Con 81 años recién cumplidos, Marta González vuelve a subirse a un escenario mientras atraviesa una dura batalla contra el cáncer. Lejos de rendirse, la actriz presenta la obra “Negociemos… una historia de amor”, demostrando que la pasión por el arte y las ganas de vivir siguen intactas. Su testimonio, cargado de fuerza y humanidad, volvió a conmover al público con una frase que resume su espíritu: “Amé y me amaron mucho, solo pido vivir un poquito más”.

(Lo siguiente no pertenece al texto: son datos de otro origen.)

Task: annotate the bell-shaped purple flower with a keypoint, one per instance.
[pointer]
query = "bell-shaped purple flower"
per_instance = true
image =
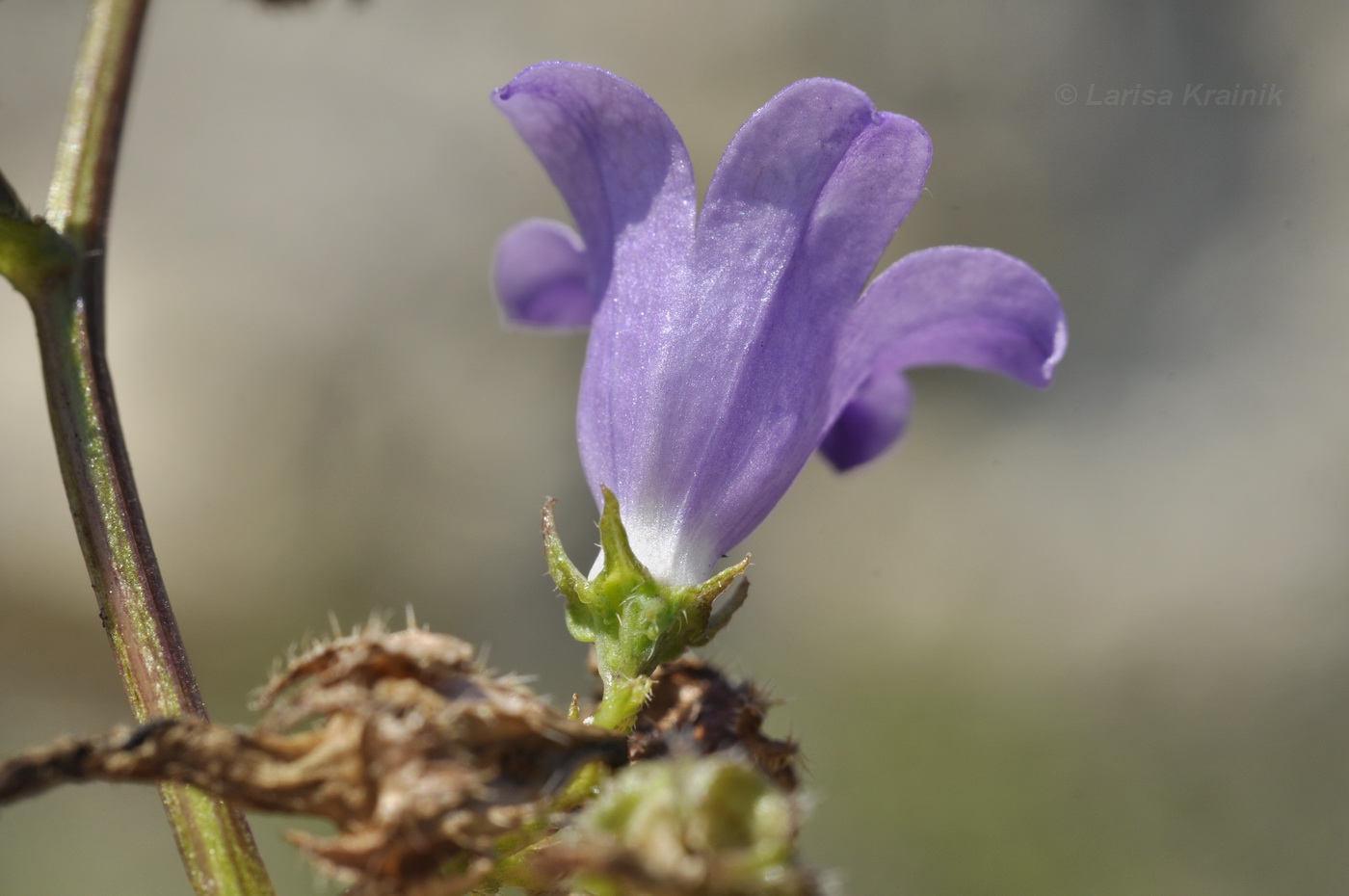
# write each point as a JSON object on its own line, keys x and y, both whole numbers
{"x": 730, "y": 344}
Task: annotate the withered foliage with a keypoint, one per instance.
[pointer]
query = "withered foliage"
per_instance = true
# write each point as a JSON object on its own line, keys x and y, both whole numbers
{"x": 695, "y": 707}
{"x": 422, "y": 761}
{"x": 434, "y": 770}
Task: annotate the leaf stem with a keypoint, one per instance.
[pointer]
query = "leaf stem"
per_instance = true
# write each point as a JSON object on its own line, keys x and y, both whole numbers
{"x": 215, "y": 841}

En diálogo con Pronto, a lo largo de una carrera que comenzó cuando tenía apenas tres años, Marta construyó una trayectoria marcada por el talento y la humildad. Su debut en la película “La cuna vacía”, donde interpretó un pequeño papel junto a Ángel Magaña, marcó el nacimiento de una vocación que no se detuvo jamás. “¿Por qué a mí no me dan?”, recordó entre risas sobre aquella escena que, sin querer, se transformó en su puerta de entrada al mundo de la actuación.
En su regreso al teatro, la actriz comparte escenario con Rodolfo Ranni y se muestra especialmente feliz por el proyecto. “Trabajar con un gran actor y con algo que a uno le hace crecer es una bendición”, expresó. La obra aborda el amor en la tercera edad, un tema que, según ella, sorprende a los más jóvenes y resignifica la idea de que el amor no tiene edad. Para Marta, el teatro funciona como un verdadero refugio emocional que la ayuda a sobrellevar el dolor físico.
Fiel a su estilo sincero, González enfrenta su enfermedad con una filosofía que inspira: “Yo no niego la enfermedad, pero no soy una enferma: soy un ser humano que tiene una enfermedad”. Con metástasis y múltiples cirugías a cuestas, eligió no detenerse ni entregarse al miedo. “No voy a esperar a la Parca acostada”, afirmó con convicción, dejando una lección de vida que trasciende el escenario y la pantalla: vivir con plenitud, aún en medio de la adversidad.